Introduction

Cross-modal correspondences have been defined as “compatibility effects between attributes or dimensions of a stimulus (i.e., an object or event) in different sensory modalities” (Spence 2011a, p. 973). Cross-modal correspondences have now been demonstrated between many different combinations of sensory modalities (e.g., audition–olfaction, Belkin et al. 1997; audition–gustation, Crisinel and Spence 2010; olfaction–touch, Demattè et al. 2006b; olfaction–vision, Demattè et al. 2006a; Gilbert et al. 1996; audition–vision, Marks 1974; although not necessarily between every possible pairings of features/dimensions, see Evans and Treisman 2010; see also Spence 2011a, for a review). Especially relevant to the aims of the present study is the recent growth of studies that have investigated cross-modal correspondences involving the olfactory modality (see Table 1).

Table 1 Summary of studies that have reported cross-modal correspondences involving olfactory stimuli

All of these studies focused on cross-modal correspondences between a specific pair of modalities. Moreover, they used different stimuli and experimental designs, thus making any direct comparison of the results somewhat difficult. By contrast, in the study reported here, cross-modal correspondences were tested between the same set of olfactory stimuli and both audition (the pitch and timbre of musical notes) and vision (the angularity of shapes). Each of the latter features have been shown to correspond to a variety of features in other sensory modalities: Pitch, for example, is associated not only with odors (Belkin et al. 1997) but also with visual brightness (Marks 1974), size (Marks et al. 1987), tastes/flavors (Crisinel and Spence 2010), and elevation (Evans and Treisman 2010; Melara and O’Brien 1987; Pratt 1930), while associations with the angularity of shapes have been demonstrated for non-words (e.g., “takete” and “baluba,” Köhler 1929; see also Bremner et al. 2013) and for tastes/flavors (Deroy and Valentin 2011; Ngo et al. 2011) as well as odors (Hanson-Vaux et al. 2013; Seo et al. 2010) and a variety of concepts (such as, for example, angry, calm, or love; Lyman 1979).

Pitch and angularity have, however, rarely been compared or related in an experiment testing for the correspondence with a third feature (although see Crisinel and Spence 2012b, for an exception). Moreover, the correspondence between pitch and angularity has not itself been robustly tested: Some years ago, O’Boyle and Tarte (1980) demonstrated that an angular, star-like shape was more likely to be associated with a higher frequency tone than a circle or ellipse. However, in their study, a rounded shape made out of three ellipses also tended to be associated with higher frequency sounds. The possible correspondences between pitch and angularity therefore remain unclear at the present time.
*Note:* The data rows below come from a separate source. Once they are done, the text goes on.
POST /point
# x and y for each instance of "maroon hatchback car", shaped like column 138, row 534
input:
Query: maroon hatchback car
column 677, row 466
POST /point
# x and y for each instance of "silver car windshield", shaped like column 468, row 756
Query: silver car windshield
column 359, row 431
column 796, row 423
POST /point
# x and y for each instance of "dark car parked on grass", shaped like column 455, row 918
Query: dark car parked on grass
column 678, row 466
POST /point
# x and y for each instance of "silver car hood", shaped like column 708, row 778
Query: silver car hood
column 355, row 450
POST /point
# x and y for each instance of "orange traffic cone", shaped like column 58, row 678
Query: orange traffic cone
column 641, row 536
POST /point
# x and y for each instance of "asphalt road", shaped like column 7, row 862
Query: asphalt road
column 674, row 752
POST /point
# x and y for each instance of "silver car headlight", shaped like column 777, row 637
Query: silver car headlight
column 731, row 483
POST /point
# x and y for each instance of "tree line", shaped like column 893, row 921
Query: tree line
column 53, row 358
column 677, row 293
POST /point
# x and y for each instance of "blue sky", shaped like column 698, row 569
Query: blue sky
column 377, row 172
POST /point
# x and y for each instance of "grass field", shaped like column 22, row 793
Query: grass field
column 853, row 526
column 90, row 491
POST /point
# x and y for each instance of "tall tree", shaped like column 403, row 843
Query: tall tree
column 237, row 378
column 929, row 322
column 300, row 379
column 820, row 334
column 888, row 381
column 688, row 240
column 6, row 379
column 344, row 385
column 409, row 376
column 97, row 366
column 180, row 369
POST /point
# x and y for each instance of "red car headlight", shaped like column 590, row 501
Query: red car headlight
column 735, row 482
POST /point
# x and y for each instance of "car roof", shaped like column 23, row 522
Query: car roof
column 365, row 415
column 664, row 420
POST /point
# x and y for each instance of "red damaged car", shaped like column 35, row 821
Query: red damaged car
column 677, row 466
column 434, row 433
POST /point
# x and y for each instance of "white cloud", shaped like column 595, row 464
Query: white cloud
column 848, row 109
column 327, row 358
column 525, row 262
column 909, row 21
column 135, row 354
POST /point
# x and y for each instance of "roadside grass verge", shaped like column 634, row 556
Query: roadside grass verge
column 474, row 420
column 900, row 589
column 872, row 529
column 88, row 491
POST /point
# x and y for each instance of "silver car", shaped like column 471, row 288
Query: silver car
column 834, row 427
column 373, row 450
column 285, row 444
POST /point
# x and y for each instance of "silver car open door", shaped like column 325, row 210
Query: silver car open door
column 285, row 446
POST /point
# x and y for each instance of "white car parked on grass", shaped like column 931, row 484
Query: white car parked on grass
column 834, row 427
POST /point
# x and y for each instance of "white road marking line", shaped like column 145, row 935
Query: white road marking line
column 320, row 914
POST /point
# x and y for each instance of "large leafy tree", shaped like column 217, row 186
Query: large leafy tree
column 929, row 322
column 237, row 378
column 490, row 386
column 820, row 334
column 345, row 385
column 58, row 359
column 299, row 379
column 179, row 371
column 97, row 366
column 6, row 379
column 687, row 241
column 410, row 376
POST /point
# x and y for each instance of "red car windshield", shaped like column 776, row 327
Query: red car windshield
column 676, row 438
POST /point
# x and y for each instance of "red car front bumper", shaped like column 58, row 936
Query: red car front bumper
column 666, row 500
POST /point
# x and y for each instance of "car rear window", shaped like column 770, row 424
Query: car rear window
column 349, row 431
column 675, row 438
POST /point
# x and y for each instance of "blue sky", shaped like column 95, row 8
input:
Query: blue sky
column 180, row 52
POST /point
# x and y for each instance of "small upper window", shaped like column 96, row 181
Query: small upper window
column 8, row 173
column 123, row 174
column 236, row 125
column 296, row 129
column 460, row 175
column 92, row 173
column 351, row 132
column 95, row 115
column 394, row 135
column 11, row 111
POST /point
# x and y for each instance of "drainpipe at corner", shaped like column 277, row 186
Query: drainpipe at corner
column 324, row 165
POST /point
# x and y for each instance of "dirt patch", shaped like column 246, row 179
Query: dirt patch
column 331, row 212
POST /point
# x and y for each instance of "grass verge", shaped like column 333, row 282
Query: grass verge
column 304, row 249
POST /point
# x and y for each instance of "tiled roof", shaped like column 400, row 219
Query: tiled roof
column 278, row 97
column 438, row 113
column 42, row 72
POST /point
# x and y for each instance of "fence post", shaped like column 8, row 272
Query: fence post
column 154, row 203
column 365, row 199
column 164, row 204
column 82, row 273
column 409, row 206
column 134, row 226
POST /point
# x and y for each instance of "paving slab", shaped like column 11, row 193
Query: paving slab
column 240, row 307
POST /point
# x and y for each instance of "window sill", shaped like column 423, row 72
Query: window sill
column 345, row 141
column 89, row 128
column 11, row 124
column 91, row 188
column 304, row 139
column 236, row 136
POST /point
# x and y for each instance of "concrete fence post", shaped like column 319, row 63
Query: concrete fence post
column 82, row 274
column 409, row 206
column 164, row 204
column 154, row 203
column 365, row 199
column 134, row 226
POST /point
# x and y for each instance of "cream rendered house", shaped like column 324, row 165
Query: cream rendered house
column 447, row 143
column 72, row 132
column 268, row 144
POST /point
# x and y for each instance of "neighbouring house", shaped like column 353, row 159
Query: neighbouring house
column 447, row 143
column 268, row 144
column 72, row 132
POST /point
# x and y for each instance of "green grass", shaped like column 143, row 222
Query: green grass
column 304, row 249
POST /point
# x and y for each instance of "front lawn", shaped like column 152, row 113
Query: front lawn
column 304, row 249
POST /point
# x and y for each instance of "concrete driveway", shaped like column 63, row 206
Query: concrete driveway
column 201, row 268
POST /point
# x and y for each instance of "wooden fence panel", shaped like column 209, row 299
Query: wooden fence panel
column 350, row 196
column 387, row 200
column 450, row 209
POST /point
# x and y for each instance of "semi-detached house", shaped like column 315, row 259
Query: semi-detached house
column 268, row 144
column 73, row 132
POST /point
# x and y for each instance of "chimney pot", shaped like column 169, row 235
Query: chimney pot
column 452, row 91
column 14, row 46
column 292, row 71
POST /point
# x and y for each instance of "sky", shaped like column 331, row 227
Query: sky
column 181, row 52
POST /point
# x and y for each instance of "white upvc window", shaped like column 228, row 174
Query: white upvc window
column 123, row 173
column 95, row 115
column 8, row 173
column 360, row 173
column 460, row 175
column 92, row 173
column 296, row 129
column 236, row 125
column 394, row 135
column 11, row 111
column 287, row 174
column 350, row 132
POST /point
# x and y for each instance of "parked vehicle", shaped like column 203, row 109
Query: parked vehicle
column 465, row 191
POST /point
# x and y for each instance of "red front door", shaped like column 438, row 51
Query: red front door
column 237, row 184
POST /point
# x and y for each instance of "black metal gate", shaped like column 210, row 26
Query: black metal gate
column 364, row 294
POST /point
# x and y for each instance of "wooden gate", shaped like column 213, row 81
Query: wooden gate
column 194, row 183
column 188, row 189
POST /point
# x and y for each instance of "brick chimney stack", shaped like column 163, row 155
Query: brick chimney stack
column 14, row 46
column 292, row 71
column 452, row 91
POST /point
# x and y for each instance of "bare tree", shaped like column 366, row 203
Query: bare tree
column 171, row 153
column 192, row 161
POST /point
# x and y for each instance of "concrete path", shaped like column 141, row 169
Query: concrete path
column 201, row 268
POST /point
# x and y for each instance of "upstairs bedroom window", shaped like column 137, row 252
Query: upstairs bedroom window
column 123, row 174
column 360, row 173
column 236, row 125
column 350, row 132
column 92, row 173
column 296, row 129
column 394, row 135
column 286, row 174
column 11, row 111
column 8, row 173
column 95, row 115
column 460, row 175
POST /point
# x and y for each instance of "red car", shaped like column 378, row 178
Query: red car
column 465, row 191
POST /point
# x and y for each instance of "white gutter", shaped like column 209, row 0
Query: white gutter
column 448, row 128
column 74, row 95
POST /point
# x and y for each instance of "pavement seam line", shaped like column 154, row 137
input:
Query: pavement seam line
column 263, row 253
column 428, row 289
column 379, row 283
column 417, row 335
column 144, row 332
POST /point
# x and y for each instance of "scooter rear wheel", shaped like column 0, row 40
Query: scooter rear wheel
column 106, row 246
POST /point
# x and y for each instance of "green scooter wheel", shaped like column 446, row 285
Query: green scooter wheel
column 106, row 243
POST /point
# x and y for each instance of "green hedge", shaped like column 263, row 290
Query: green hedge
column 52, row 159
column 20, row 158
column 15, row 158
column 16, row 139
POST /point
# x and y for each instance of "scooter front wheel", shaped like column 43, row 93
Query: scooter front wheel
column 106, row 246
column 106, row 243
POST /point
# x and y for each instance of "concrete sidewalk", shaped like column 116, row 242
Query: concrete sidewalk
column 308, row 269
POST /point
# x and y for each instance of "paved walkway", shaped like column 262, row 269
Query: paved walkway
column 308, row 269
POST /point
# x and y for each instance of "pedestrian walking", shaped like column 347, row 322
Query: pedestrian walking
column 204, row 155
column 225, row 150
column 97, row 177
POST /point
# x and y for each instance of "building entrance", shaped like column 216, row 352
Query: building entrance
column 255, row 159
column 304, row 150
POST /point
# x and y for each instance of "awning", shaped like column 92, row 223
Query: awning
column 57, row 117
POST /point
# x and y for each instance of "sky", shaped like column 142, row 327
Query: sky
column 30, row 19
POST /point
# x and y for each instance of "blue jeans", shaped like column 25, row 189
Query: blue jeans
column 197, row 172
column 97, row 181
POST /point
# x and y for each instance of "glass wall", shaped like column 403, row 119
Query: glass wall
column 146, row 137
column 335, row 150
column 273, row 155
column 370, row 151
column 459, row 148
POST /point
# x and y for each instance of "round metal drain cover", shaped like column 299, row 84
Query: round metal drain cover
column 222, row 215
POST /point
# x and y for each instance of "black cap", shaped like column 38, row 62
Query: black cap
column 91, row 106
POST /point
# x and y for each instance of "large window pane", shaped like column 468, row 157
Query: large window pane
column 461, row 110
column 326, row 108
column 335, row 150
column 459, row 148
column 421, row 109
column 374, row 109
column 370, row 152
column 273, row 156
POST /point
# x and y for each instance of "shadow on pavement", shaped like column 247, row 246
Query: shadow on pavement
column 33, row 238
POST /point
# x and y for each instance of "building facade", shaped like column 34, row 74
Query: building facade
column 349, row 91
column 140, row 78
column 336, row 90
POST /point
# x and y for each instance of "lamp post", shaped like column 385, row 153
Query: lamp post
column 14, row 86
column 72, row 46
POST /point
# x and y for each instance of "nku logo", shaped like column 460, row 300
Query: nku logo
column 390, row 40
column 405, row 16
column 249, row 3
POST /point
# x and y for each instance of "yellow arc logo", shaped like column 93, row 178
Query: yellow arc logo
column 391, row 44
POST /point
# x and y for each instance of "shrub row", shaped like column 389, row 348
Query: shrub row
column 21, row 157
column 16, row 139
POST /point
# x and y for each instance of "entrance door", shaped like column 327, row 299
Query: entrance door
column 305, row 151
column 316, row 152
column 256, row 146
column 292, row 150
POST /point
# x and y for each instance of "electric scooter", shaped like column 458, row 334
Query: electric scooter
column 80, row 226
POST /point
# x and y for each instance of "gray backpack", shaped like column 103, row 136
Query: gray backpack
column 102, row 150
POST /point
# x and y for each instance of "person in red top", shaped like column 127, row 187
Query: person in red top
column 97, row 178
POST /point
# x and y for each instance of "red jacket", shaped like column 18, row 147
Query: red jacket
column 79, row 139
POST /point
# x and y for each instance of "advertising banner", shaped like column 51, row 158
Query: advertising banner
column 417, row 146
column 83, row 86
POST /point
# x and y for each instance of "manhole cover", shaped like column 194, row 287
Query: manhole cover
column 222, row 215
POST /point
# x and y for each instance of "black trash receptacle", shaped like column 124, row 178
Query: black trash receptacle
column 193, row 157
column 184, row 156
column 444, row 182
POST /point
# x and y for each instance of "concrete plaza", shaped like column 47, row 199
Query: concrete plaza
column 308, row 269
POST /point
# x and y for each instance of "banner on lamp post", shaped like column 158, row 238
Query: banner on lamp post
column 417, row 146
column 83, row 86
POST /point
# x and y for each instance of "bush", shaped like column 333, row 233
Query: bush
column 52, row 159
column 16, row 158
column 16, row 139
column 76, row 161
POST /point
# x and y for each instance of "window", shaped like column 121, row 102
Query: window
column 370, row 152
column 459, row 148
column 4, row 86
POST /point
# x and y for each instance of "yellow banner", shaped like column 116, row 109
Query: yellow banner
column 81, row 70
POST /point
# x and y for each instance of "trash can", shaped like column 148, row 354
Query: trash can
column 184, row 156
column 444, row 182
In a more recent experiment, Walker et al. (2013) documented a cross-modal correspondence between “low pitch” and “blunt,” on the one hand, and “high pitch” and “sharp” on the other. This said, the latter demonstration depends on the assumption that all sensory dimensions can be aligned and that their polarity will correspond. Thus, knowing that a stimulus which is more A is also considered to be more B and that a dimension which is more B is considered to be more C, one should be able to predict with some degree of certainty how dimensions A and C would be aligned. As stated by the authors, “given that auditory pitch connotes variation in size, one would expect to find systematic mappings between any contrasting feature (e.g., fast-slow, bright-dark) that is represented or implied by the parallel poles of size (small-big) or pitch (high-low)” (Walker et al. 2013, p. 3; see also Palmer and Schloss 2012). However, other researchers have suggested that correspondences may be related in rather more complex, and hence less predictable, ways (Deroy et al. 2013). For example, while high pitch corresponds to smaller size, falling pitch corresponds to a decrease in size. A two-dimensional model of alignment between sensory dimensions might thus fail to explain all cross-modal correspondences satisfactorily. This might be specifically the case once one starts to investigate odors, as their many qualitative differences do not fit onto a polar scale.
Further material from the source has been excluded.